GELSENKIRCHEN. (hpd) Am 14. Februar 1989 rief der schiitische Ayatollah Chomeini in einer Fatwa dazu auf, den Schriftsteller Salman Rushdie zu töten. Dies war der auch hierzulande deutlich sichtbare Beginn einer Strategie islamistischer wie islamischer Kräfte, über die muslimische Welt hinaus mehr politisch-kulturelle Hegemonie zu gewinnen.

Nicht nur wegen des feigen Anschlags auf die Redaktion von “Charlie Hebdo” ist die Fatwa gegen den in Bombay geborenen Briten Salman Rushdie im wahrsten Sinne des Wortes brandaktuell.

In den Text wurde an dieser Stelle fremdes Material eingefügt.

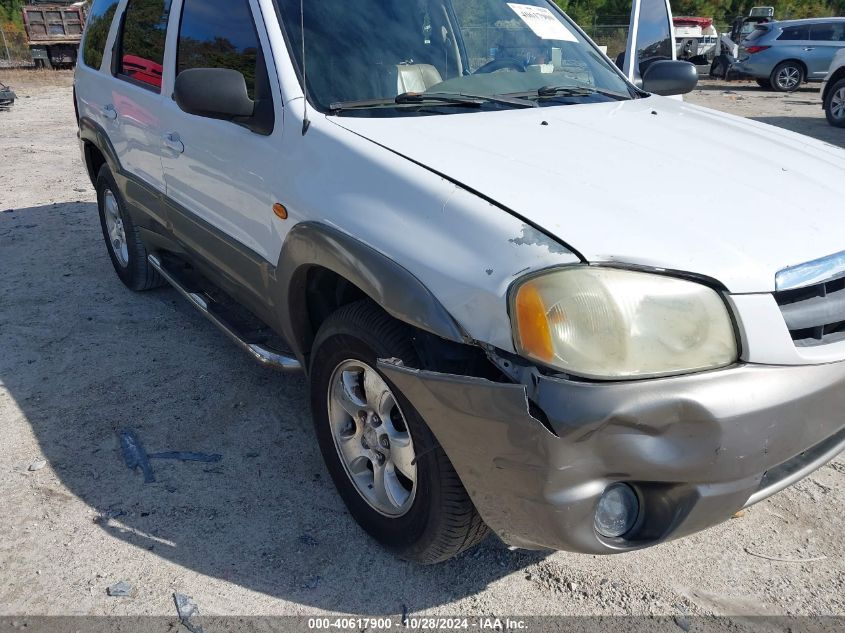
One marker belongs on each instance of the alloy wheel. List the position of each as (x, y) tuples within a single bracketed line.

Dessen bereits 2012 erschienenes Buch “Joseph Anton. Eine Autobiografie” erzählt von den Folgen dieser Fatwa, vom Exil als Persona non grata, einem Überleben ohne Freiheit, aber auch vom Aufbegehren eines Intellektuellen und Religionenkritikers als totgesagter Künstler. Ein Schicksal, das heute in der ein oder anderen Form weltweit schon viel zu viele Künstler teilen müssen.

“Joseph Anton” lehrt darüber hinaus dies: Sich dem Druck von Religionen-Kartellen zu unterwerfen, der Stimmungsmache ihrer politischen Lobbyisten oder dem systematischen Angriffen auf Kunst und Meinungsfreiheit, heißt aufgeklärtes Denken und selbstbestimmtes Leben einzutauschen gegen eine Knechtschaft im institutionalisierten Allmachtswahn alter Männer.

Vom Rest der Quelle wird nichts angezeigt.